Bagaimana tidak, pada usia keduanya saat ini, Sutinah dan Isah masih harus bekerja ekstra keras untuk mengangkut beragam barang di pasar demi upah yang tak seberapa dan tak menentu.
Perihal upah, ini menjadi masalah utama yang dialami Sutinah dan Isah maupun para buruh gendong lainnya.
Sebab, tidak ada standar untuk upah bagi buruh gendong, hanya berdasarkan keikhlasan para pengguna jasa angkut barang.
lsah menuturkan bahwa buruh gendong di Pasar Beringharjo rata-rata diberi upah sebesar Rp 5.000 untuk sekali angkut dengan beban 30-50 kilogram.
Jika bertemu pelanggan yang dermawan, mereka bisa mendapat bayaran yang lebih dari rata-rata, misalnya Rp 10.000 sekali angkut.
Namun, terkadang mereka juga diberi upah yang tak manusiawi oleh beberapa pengguna jasa angkut barang.
"Saya pernah diminta angkat barang dari lantai satu sampai lantai tiga, tapi ditawari upah hanya Rp 1.500. Ya saya tolak. Untuk beli minuman saja enggak cukup kalau Rp 1.500," tutur Isah, dilansir dari Harian Kompas, Senin (13/3/2023).
Meskipun begitu, lsah mengakui, upaya standarisasi upah buruh gendong sulit untuk diwujudkan.
Hal ini dikarenakan buruh gendong di area penjualan pakaian di Pasar Beringharjo memiliki cara kerja berbeda dengan buruh gendong di area lain.
Di area penjualan sayuran, misalnya, buruh gendong biasanya hanya diminta mengangkat barang dari satu tempat ke tempat lain.
Oleh karena itu, waktu yang dibutuhkan hanya beberapa menit saja. Mereka inilah yang biasa mendapat bayaran Rp 5.000 untuk sekali angkat barang.
Sementara itu, buruh gendong di area pakaian biasanya diminta membawakan barang belanjaan pembeli sembari mengikuti pembeli berbelanja dari satu tempat ke tempat lain.
Aktivitas itu bisa memakan waktu beberapa jam. Karena harus bekerja dalam waktu berjam-jam, buruh gendong di area pakaian bisa dibayar hingga Rp 100.000 per sekali angkut.

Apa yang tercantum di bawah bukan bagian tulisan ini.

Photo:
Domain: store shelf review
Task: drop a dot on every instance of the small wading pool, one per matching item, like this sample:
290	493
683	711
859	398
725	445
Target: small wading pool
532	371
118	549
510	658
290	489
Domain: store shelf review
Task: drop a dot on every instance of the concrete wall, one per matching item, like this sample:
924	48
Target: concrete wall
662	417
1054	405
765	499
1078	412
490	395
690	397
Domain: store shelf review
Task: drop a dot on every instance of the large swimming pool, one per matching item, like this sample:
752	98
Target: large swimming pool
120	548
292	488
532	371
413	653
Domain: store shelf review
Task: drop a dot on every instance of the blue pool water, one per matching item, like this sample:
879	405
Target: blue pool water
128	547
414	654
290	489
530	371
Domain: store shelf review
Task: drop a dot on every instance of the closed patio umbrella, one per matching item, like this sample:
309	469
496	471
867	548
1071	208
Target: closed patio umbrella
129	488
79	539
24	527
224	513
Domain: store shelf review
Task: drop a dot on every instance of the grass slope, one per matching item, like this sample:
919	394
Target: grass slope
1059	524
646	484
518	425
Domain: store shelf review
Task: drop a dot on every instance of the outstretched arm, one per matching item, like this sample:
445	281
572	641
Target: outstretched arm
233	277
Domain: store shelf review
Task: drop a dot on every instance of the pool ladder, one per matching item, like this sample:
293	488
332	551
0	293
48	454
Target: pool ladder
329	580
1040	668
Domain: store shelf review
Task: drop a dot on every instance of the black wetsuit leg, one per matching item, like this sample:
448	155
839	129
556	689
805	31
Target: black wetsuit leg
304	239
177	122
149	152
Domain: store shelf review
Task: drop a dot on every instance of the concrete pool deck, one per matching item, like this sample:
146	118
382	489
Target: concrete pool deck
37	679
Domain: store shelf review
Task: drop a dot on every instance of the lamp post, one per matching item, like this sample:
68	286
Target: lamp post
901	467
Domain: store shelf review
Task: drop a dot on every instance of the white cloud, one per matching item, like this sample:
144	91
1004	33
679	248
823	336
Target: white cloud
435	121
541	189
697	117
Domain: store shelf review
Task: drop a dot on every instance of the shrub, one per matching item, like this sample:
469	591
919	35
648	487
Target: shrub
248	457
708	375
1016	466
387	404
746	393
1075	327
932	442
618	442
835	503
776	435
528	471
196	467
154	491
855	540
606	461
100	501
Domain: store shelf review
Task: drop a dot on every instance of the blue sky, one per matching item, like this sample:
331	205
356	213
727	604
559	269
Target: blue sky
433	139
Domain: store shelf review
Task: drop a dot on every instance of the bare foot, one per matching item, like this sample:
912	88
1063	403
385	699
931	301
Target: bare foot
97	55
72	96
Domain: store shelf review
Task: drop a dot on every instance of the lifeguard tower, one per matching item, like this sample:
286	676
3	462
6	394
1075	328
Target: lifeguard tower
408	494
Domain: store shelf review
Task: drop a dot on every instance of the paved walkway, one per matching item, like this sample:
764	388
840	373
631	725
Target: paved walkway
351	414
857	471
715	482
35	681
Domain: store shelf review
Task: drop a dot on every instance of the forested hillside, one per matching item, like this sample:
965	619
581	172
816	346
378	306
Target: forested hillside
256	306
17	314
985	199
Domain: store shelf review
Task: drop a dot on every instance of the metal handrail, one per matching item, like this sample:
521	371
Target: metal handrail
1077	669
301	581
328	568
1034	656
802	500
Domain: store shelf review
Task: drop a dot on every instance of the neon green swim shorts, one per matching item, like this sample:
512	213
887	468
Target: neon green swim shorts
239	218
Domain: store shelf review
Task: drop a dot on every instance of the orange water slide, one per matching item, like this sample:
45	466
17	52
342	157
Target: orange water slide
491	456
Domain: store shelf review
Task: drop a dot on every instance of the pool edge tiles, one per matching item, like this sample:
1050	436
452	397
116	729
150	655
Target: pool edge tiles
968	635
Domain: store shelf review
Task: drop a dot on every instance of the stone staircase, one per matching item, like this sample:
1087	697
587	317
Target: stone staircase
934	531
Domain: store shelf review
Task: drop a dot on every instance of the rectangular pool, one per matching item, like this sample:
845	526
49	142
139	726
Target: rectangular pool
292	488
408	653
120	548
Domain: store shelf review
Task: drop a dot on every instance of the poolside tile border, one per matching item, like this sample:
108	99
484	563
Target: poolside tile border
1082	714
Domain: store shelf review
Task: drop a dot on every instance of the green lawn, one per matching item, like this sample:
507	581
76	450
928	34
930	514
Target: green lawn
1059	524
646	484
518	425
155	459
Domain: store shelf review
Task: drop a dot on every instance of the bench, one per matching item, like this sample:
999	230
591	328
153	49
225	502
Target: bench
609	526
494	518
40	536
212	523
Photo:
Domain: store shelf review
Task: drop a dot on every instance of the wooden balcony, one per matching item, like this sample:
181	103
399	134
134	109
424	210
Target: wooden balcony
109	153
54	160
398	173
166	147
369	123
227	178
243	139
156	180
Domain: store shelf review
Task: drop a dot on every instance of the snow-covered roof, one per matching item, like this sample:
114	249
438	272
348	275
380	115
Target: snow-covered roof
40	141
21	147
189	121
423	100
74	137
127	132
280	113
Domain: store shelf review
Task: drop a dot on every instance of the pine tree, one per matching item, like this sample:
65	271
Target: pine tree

"Tapi, ya, tidak setiap hari bisa dapat bayaran sampai Rp 100.000 gitu. Ada juga buruh gendong (di area pakaian) yang cuma dibayar Rp 5.000 setelah ngikuli pembeli ke sana kemari," ungkap Isah yang merupakan Ketua II Paguyuban Buruh Gendong Sayuk Rukun Pasar Beringharjo.
Risiko pekerjaan tinggi
Selain penghasilan yang tak menentu, bekerja sebagai buruh gendong juga jauh dari kata aman.
Pada Oktober 2022, Sutinah terpeleset di Pasar Beringharjo. Ia pun menunjukkan codet di pergelangan tangan kirinya
Saat terpeleset, Sutinah tidak sedang menggendong barang. Akan tetapi, peristiwa itu membuat pergelangan tangannya mengalami patah tulang dan meninggalkan bekas luka.
"Gara-gara patah tulang itu, saya harus libur kerja empat bulan. Baru setengah bulan ini kerja lagi," ujar Sutinah.
Untungnya, untuk pengobatan dan operasi patah tulang itu, Sutinah tak harus mengeluarkan biaya pribadi.
Sebab, perempuan asal Kabupaten Kulon Progo, Daerah Istimewa Yogyakarta (DlY), itu sudah terdaftar sebagai peserta Kartu Indonesia Sehat (KIS).
Terpeleset di pasar juga pernah dialami Isah. Beberapa bulan lalu, dia terpeleset saat menggendong karung kacang hijau seberat 50 kilogram di Pasar Beringharjo.
Akibat dari kejadian itu, tempurung lutut Isah bergeser sampai tidak bisa ditekuk.
''Waktu itu, kaki saya sempat enggak bisa ditekuk. Tapi, setelah dibawa ke tukang pijat, alhamdulillah bisa sembuh," ucapnya.
Tak lama setelah kejadian tersebut, Isah langsung bekerja kembali demi mendapatkan uang untuk memenuhi kebutuhan hidup.
Penghasilan yang tak menentu dan cedera karena terpeleset hanya segelintir masalah yang dialami buruh gendong di DIY dalam mencari uang yang halal.